# Alternative rear snowplow control



## KeeblerBP (Sep 4, 2005)

Two weeks ago I purchased my first rear snow plow. It is a snowman plow. I have always been picky about the way my truck looks on the inside both during the season and during the off-season as well. When I found out the snowman comes standard with a standard toggle switch I knew I would have to try and do better. What I came up with is two push buttons that I mounted in the control for the front Western plow that I have.

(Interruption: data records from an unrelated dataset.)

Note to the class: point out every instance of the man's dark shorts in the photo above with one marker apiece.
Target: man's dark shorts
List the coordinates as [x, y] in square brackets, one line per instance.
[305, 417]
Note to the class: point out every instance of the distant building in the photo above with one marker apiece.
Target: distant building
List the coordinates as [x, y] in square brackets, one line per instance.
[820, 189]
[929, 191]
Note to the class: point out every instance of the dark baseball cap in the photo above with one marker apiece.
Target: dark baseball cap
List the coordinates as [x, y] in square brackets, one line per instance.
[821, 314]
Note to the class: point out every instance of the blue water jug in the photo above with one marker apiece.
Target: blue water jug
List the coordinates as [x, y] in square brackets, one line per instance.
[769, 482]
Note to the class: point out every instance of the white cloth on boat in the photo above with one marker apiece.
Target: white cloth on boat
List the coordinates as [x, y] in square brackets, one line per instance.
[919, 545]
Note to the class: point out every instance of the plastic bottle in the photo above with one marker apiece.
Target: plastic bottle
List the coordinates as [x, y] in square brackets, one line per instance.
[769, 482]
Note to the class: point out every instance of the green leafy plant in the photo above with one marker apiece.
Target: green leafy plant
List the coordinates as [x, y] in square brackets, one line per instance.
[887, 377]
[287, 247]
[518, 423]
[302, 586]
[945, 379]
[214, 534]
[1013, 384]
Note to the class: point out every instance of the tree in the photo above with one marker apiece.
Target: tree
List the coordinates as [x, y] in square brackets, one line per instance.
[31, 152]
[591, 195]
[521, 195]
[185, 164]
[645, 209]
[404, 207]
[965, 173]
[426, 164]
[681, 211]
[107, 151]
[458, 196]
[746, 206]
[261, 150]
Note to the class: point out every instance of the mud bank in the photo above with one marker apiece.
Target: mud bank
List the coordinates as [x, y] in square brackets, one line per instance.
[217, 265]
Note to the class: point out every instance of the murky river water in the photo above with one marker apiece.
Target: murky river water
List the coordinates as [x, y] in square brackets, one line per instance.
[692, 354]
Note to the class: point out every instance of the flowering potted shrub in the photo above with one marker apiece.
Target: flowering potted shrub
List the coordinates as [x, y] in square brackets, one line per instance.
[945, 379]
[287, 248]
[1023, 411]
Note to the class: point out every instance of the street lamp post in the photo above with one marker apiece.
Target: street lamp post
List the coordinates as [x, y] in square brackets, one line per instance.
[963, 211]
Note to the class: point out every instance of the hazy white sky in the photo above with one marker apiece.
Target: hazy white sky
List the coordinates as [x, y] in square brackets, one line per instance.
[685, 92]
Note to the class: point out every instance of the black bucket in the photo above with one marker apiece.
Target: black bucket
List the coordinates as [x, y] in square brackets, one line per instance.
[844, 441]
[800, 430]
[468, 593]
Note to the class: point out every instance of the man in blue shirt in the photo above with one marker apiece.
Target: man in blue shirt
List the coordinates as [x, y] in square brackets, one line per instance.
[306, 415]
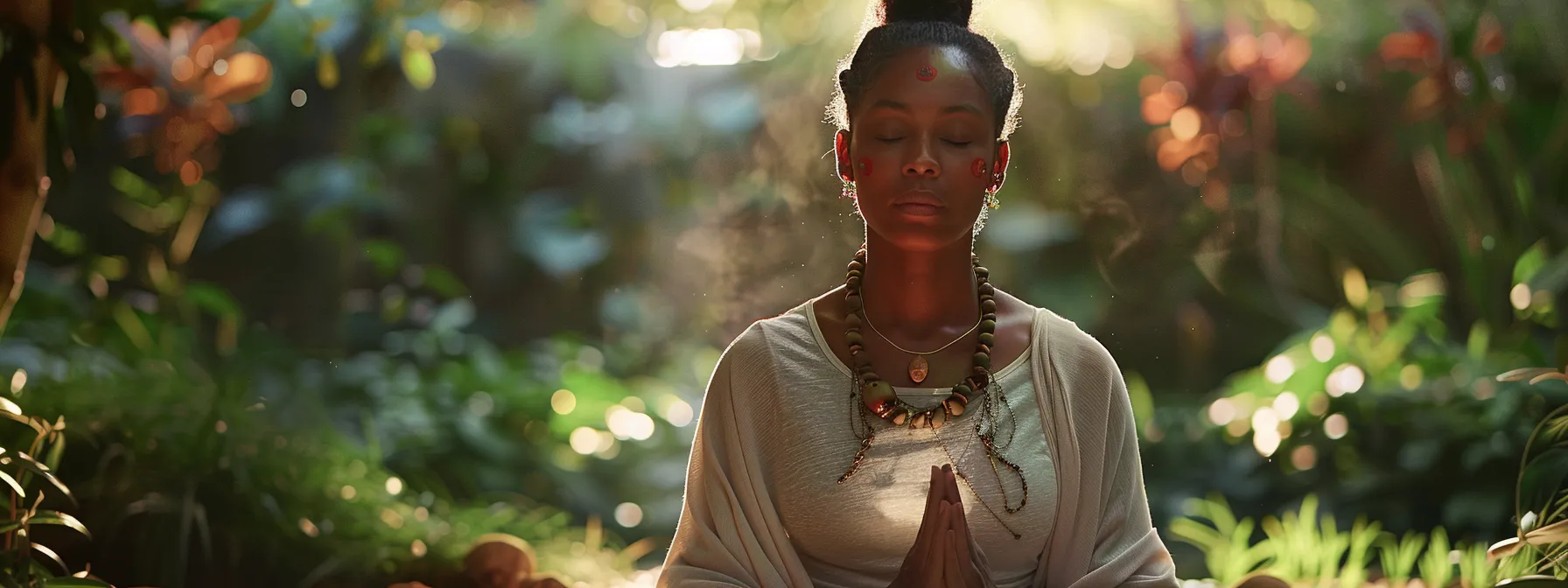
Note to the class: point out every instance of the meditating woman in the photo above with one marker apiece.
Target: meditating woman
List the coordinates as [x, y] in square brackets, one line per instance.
[918, 425]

I thought I would post a picture of this so someone else could do the same with their own set up.


----------



## G.L. In Ont (Nov 2, 2004)

*Looks neat*

Keebler, have any pics of the truck with both plows on? Also, how were you able to get the wiring and the buttons to look so neat! Was the rear plow pricey? Do you only do residentials or do you have commercials where you think the rear will be worthwhile. Nice job.


----------



## Jon Geer (Jan 21, 2002)

Great looking contoller. How long did that project take?


----------



## KeeblerBP (Sep 4, 2005)

I don't have any pictures of the truck with both plows on because the front plow is behind a bunch of stuff in my building. I'll probably take a few when I get it ready for the season. It took a lot of time to get the wiring to look the way it does. I'm sure it could have been even nicer but you have to draw the line somewhere. The rear plow retail price is around $3000. At first if you look at what you get for that much it seems high. But then if you consider the cost of the pump, and the wiring harness, and the rising cost of steel it's not too bad. The wiring project with the switches probably took a total of about 5 or 6 hours. I'm sure this could have been done in about three, but it is more of a hobby so I didn't get in any kind of hurry.

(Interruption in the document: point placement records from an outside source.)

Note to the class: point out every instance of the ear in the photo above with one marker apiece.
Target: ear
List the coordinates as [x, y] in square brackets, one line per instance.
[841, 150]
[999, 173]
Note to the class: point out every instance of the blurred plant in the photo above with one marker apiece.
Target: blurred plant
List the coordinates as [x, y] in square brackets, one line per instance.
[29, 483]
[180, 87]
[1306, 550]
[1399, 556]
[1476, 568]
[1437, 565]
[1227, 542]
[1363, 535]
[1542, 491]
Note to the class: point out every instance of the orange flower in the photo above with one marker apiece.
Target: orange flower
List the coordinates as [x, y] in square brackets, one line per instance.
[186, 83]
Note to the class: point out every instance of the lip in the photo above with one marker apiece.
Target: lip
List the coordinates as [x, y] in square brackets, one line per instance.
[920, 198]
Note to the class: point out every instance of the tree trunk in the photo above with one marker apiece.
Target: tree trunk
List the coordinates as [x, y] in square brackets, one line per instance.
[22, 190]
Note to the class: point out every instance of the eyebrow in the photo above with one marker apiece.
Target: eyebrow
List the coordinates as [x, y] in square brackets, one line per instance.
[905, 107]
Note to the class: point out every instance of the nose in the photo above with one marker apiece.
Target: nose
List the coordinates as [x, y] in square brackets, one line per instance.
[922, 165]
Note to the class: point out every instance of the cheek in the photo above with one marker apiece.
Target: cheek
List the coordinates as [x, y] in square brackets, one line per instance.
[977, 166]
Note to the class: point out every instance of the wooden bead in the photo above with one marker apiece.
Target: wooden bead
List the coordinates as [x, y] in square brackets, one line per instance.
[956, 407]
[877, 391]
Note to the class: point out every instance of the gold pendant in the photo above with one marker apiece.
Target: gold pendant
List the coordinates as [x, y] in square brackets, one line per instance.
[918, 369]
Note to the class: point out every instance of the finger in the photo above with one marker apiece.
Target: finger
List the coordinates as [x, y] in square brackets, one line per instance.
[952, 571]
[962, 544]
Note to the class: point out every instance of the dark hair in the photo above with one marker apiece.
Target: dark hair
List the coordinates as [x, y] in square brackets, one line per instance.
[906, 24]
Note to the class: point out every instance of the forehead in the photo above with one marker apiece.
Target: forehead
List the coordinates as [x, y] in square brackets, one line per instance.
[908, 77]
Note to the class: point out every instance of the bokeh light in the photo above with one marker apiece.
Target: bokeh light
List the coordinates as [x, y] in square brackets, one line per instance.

During a typical storm I have about 6 or 7 hours of commercial lots and then only an hour of residential. I would like to go more for residential so the plow times can be a little more flexible. I guess the reason for the rear plow was I'm like anyone, I want to make more money in less time.

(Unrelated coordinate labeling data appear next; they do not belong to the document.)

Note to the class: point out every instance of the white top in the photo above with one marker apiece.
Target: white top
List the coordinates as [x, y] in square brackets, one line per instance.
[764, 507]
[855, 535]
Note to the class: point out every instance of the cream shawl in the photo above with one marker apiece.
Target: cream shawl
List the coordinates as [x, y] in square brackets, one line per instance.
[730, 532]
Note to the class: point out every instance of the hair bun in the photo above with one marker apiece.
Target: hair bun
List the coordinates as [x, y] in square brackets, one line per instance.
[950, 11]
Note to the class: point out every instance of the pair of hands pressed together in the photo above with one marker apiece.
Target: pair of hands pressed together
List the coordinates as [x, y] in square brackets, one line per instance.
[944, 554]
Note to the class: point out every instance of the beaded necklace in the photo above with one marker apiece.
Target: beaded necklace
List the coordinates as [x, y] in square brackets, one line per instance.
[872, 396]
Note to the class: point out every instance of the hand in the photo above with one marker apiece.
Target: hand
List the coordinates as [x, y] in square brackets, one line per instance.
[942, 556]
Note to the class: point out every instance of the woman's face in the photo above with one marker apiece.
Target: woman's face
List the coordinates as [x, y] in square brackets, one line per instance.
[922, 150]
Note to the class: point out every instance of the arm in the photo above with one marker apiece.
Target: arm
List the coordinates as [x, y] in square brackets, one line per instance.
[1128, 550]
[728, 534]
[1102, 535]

Here is a picture of the inside of the control with the two new switches hooked up. Sorry about the blurry pictures, my camera doesn't work for close ups.


----------



## ght1098 (Jan 31, 2005)

I've been thinking about doing this with my set up, just never got off my butt to do anything with it. I believe this is the proper motivation I was looking for. A couple of questions tho: where did you get the switches, can they handle the amp draw of the motor solenoids or did you run them through a relay?


----------



## KeeblerBP (Sep 4, 2005)

The switches and the coil cord came from mouser.com. I think the switches would have been able to handle the amp draw from just the solenoids, but the coil cord that I found had very small wires and I knew the wires couldn't handle the current. I used two mini relays from Directed Electronics inc. but any 12 volt automotive relay would work. When you decide what switches and relays you are going to use just remember cheaper is not always better. They will work fine until about 3 a.m. when your in the middle of your route and it's still snowing. I learned this the hard way.


----------



## ght1098 (Jan 31, 2005)

Thanks for the info. This gets me on the right track for this project.


----------



## dubeb31 (Feb 14, 2005)

i'll have pics of my setup after the flatbed comes in for my truck...i have an 8' Minute Mount and a Daniels back box...going to be one sweet moneymaker payup


----------



## Jon Geer (Jan 21, 2002)

What type of wire (cable) did you use for this project?


----------



## KeeblerBP (Sep 4, 2005)

The wire I added that goes from the control to the relays was a coil cord that was supposed to be for a computer keyboard. I got the cord from the same place as the switches. I tried to find something that looked like the Western coil cord since they would be side by side. The rest of the harness was supplied by snowman. I would have to say that the snowman harness is very nice. It's not something that is going to give you trouble two years down the road like some vehicle accessories you see.


----------



## Jon Geer (Jan 21, 2002)

Thanks for the reply, gives me some ideas. Very nice setup by the way.


----------



## G.L. In Ont (Nov 2, 2004)

*Pics from Keebler*

Keebler, any chance you have some pics now?


----------



## KeeblerBP (Sep 4, 2005)

G.L. In Ont said:


> Keebler, any chance you have some pics now?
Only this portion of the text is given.